The netdev data structure also contains a dev->netdev_ops defining device operations.
static const struct net_device_ops rtl8139_netdev_ops = {
.ndo_open = rtl8139_open,
.ndo_stop = rtl8139_close,
.ndo_get_stats64 = rtl8139_get_stats64,
.ndo_change_mtu = rtl8139_change_mtu,
.ndo_validate_addr = eth_validate_addr,
.ndo_set_mac_address = rtl8139_set_mac_address,
.ndo_start_xmit = rtl8139_start_xmit,
.ndo_set_rx_mode = rtl8139_set_rx_mode,
.ndo_do_ioctl = netdev_ioctl,
.ndo_tx_timeout = rtl8139_tx_timeout,
#ifdef CONFIG_NET_POLL_CONTROLLER
.ndo_poll_controller = rtl8139_poll_controller,
#endif
.ndo_set_features = rtl8139_set_features,
};
In the the function rtl8139_open
as a key step we define a method to
respond to interrupts from the hardware done as follows
retval = request_irq(irq, rtl8139_interrupt, IRQF_SHARED, dev->name, dev);
Where the irq to use is obtained from the pci configuration of the device. We also allocate two buffers to which will be mapped to the transfer and receive buffers on the device
struct rtl8139_private *tp = netdev_priv(dev);
....
....
tp->tx_bufs = dma_alloc_coherent(&tp->pci_dev->dev, TX_BUF_TOT_LEN,
&tp->tx_bufs_dma, GFP_KERNEL);
tp->rx_ring = dma_alloc_coherent(&tp->pci_dev->dev, RX_BUF_TOT_LEN,
&tp->rx_ring_dma, GFP_KERNEL);
Too delay with highly interrupting devices linux has started to move to newer api called napi which can dynamically switch a device from polling to interrupt mode based on certain policy considerations.
Finally we perform certain device specific initializations in
rtl8139_hw_start
Like enabling interrupts on the device, setting
receive modes and other device specific miscellany.
Having thus set up the device we allow the linux to start using this device to send packets by calling the key method
static inline void netif_start_queue(struct net_device *dev)
netif_start_queue (dev);
There is also a watchdog timer which I am punting on for now.
Now on packet receipt the device is going to raise the interrupt calling our method.
static irqreturn_t rtl8139_interrupt (int irq, void *dev_instance)

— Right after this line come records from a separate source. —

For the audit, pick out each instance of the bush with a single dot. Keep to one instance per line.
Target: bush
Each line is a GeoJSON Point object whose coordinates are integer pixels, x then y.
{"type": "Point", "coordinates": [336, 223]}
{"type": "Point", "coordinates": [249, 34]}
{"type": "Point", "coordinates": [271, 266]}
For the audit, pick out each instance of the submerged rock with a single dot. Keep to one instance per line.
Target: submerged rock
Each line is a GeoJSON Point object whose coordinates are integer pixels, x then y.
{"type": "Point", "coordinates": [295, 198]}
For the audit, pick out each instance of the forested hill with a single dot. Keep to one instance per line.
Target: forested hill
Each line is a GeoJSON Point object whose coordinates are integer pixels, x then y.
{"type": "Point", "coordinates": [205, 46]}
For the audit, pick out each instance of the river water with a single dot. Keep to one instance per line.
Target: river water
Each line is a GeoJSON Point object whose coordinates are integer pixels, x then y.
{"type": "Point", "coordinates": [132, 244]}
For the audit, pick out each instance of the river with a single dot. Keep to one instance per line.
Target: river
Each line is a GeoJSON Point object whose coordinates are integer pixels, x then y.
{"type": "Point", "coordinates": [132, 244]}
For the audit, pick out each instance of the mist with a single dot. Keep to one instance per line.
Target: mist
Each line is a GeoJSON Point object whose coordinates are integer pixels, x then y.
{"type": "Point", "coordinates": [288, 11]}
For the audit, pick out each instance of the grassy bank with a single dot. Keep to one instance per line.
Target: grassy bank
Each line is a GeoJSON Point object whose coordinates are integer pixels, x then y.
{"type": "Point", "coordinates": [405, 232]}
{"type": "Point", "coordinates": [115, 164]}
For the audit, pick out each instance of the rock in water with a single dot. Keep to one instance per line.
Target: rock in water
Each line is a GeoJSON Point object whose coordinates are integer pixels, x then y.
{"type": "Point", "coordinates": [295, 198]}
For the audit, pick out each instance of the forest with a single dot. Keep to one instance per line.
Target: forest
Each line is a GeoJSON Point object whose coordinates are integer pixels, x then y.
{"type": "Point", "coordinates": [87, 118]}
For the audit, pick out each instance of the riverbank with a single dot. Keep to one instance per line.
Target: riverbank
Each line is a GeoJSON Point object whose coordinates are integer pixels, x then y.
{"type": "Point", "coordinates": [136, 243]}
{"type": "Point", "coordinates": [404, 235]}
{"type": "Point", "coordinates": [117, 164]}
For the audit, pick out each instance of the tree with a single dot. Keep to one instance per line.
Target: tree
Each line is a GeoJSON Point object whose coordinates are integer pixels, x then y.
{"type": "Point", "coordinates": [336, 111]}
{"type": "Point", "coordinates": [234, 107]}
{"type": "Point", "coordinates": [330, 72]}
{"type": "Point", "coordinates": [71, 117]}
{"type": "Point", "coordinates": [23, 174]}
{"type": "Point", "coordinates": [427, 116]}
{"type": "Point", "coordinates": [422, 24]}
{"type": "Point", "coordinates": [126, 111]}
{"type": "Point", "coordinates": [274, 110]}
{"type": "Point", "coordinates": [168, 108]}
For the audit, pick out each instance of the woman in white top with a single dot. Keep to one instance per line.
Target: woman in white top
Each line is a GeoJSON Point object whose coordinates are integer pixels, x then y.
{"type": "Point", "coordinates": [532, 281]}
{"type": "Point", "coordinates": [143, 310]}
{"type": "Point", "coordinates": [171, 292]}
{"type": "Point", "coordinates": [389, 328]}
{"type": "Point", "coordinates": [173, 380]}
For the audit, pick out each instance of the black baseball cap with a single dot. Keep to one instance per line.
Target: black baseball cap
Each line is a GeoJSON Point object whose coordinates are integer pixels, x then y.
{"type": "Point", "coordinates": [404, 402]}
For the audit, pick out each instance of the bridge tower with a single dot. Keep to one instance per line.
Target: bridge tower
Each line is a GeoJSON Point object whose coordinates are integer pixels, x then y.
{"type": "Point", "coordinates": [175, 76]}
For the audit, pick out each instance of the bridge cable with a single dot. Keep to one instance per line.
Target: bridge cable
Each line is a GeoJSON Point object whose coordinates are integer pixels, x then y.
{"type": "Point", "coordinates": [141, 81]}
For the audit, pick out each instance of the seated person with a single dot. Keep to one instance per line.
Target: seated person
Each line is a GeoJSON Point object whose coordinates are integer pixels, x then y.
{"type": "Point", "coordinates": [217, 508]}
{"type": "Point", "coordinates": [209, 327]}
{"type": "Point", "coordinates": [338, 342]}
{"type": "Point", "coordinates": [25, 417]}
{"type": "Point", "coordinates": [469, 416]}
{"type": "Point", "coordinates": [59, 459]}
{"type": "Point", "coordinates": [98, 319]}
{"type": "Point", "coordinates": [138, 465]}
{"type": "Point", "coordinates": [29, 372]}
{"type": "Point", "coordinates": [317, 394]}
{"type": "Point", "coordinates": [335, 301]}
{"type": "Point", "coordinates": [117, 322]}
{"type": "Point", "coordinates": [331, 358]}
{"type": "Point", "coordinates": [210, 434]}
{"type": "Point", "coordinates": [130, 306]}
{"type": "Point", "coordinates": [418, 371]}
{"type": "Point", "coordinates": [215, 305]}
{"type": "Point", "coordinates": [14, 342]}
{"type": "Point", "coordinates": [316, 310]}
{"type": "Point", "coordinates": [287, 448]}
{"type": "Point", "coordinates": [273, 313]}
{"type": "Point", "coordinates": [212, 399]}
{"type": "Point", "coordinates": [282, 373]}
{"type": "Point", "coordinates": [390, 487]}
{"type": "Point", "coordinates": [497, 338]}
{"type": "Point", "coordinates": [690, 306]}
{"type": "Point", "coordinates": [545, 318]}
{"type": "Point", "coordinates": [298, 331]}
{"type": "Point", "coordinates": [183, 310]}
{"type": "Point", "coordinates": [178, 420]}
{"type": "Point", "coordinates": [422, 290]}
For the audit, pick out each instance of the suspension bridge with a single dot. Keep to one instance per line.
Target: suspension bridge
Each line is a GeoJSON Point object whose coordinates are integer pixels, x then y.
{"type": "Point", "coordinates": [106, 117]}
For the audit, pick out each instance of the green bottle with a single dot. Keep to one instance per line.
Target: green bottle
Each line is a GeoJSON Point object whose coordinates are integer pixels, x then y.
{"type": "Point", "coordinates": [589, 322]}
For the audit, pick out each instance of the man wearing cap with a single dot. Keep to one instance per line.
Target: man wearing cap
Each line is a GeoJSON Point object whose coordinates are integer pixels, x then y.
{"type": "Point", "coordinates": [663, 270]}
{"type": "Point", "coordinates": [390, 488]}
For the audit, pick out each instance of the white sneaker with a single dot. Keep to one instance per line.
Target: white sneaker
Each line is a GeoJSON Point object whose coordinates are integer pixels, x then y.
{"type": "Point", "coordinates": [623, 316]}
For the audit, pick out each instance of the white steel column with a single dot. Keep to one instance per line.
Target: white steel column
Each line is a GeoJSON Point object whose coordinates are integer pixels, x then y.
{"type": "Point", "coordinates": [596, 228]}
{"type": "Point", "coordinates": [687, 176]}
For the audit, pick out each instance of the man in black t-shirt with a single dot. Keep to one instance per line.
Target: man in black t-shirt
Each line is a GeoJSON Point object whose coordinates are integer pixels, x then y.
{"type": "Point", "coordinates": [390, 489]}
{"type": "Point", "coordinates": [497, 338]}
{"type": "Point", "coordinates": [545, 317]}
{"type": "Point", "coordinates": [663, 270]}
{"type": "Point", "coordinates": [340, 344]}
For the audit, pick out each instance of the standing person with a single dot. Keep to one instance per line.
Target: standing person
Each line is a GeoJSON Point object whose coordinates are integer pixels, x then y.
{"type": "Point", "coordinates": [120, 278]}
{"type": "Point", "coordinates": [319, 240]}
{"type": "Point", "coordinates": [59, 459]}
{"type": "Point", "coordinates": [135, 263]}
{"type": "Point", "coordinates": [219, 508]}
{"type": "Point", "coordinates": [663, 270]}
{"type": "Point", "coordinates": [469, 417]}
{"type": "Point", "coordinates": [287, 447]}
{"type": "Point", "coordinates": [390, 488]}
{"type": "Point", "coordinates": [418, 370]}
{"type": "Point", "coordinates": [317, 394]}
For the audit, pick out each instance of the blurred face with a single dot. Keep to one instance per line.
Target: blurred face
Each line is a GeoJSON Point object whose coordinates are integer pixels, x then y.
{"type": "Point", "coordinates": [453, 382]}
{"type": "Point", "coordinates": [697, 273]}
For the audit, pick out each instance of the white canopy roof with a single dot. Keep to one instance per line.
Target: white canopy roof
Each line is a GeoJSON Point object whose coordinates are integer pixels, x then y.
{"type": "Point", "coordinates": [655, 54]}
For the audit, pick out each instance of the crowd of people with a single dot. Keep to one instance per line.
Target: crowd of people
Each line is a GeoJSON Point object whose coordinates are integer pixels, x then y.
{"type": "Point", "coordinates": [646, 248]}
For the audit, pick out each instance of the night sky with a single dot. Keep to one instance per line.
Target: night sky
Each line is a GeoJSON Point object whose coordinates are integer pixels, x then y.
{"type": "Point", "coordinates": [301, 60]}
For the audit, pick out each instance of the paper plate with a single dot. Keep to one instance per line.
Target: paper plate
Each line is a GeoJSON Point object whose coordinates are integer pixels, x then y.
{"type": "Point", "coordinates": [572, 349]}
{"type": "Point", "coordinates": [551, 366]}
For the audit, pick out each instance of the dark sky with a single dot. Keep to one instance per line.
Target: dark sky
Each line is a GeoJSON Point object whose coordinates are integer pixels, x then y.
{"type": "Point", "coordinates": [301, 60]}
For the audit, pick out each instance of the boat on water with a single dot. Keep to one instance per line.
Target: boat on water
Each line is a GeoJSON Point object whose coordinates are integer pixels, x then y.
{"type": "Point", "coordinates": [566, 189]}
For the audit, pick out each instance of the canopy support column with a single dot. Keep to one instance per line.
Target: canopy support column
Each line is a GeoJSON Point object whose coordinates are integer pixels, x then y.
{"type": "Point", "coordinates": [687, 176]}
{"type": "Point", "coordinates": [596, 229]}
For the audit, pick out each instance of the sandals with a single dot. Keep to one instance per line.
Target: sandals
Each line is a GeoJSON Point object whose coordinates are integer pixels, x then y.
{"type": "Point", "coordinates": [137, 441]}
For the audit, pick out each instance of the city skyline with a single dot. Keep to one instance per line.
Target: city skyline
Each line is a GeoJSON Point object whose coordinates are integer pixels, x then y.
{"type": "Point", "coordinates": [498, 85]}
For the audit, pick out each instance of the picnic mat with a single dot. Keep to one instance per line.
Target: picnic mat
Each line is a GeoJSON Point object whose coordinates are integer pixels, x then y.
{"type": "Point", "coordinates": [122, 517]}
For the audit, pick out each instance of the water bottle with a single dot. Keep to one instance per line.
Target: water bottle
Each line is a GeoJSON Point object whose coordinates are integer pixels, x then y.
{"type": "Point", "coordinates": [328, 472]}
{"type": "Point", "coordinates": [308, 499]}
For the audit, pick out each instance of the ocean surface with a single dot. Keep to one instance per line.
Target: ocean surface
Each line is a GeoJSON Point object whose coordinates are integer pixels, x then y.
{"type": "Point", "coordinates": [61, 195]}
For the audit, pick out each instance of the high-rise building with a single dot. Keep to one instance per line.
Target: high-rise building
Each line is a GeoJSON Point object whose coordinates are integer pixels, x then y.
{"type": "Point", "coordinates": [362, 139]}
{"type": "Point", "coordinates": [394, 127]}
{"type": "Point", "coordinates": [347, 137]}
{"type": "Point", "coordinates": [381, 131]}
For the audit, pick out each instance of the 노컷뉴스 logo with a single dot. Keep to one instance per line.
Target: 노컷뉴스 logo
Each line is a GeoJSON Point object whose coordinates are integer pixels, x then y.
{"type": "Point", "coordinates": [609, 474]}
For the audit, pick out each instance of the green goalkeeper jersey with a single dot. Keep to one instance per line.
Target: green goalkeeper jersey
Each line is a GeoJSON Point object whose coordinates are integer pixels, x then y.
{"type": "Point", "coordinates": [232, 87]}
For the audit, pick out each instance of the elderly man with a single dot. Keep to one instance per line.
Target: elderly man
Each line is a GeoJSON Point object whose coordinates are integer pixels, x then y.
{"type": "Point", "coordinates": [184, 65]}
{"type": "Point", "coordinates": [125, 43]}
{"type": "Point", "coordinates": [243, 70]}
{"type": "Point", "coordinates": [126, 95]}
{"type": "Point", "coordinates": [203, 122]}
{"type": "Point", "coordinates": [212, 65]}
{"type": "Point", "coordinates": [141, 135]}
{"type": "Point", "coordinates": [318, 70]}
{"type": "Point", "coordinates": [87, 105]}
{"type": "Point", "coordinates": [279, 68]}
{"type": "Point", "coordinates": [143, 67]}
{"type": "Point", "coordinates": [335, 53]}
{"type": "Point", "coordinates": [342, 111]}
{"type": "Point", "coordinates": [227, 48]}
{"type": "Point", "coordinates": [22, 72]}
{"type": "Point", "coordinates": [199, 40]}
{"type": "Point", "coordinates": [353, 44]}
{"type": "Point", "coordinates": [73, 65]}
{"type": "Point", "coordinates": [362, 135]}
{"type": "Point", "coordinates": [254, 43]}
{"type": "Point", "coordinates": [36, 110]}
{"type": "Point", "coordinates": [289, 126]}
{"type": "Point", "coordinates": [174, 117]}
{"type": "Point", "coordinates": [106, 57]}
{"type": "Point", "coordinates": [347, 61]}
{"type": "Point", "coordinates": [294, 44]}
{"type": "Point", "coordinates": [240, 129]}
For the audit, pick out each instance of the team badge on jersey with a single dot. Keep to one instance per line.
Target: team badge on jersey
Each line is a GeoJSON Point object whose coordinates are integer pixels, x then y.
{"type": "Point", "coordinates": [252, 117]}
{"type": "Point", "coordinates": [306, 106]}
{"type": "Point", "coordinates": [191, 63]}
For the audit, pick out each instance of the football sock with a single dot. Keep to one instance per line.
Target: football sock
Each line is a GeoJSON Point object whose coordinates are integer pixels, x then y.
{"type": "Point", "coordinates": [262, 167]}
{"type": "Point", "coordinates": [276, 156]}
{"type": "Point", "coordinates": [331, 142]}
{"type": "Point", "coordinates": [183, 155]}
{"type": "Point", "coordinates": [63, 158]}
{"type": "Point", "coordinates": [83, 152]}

If we can schedule the running of napi we do it as shown here
if (status & RxAckBits){
if (napi_schedule_prep(&tp->napi)) {
RTL_W16_F (IntrMask, rtl8139_norx_intr_mask);
__napi_schedule(&tp->napi);
}
}
The receipt of the packets being are processed thus by the napi which will call the specified poll routine.
static int rtl8139_poll(struct napi_struct *napi, int budget)
Passed in a fixed budget which decides to perform the receipt now or later.
The actual method doing the receipt is :
static int rtl8139_rx(struct net_device *dev, struct rtl8139_private *tp,
int budget)
If all is well we will allocate a an skb. The key kernel datastructure
to hold packets received and being processed up the protocol
stack. Thus we now copy the packet from the device receive buffer into
an skb. Update some device statistics. Detect the link layer protocl
used by the packet and finally call the key method netif_receive_skb
with the copied packet.
netif_receive_skb (skb);
As of reading this its unclear to me if the copy happens in the context of the actual interrupt or in the context of the soft IRQ generated by the napi subsystem.
Either way the netif_receive_skb
will take place. The skb is not going
to get queued int to a per cpu packet backlog queue. Called
softnet_data
. Using the function
static int enqueue_to_backlog(struct sk_buff *skb, int cpu,
unsigned int *qtail)
....
__skb_queue_tail(&sd->input_pkt_queue, skb);
.....
return NET_RX_SUCCESS;
...
A packet arrives
After successfully queuing the packet onto the cpu backlog queue we
are going to return NET_RX_SUCCESS
to the driver. Now moving away from
the driver side of packet receipt to the operating system side of
processing the packet. I still need to look into how the
process_backlog
queue getting invoked.
static int process_backlog(struct napi_struct *napi, int quota)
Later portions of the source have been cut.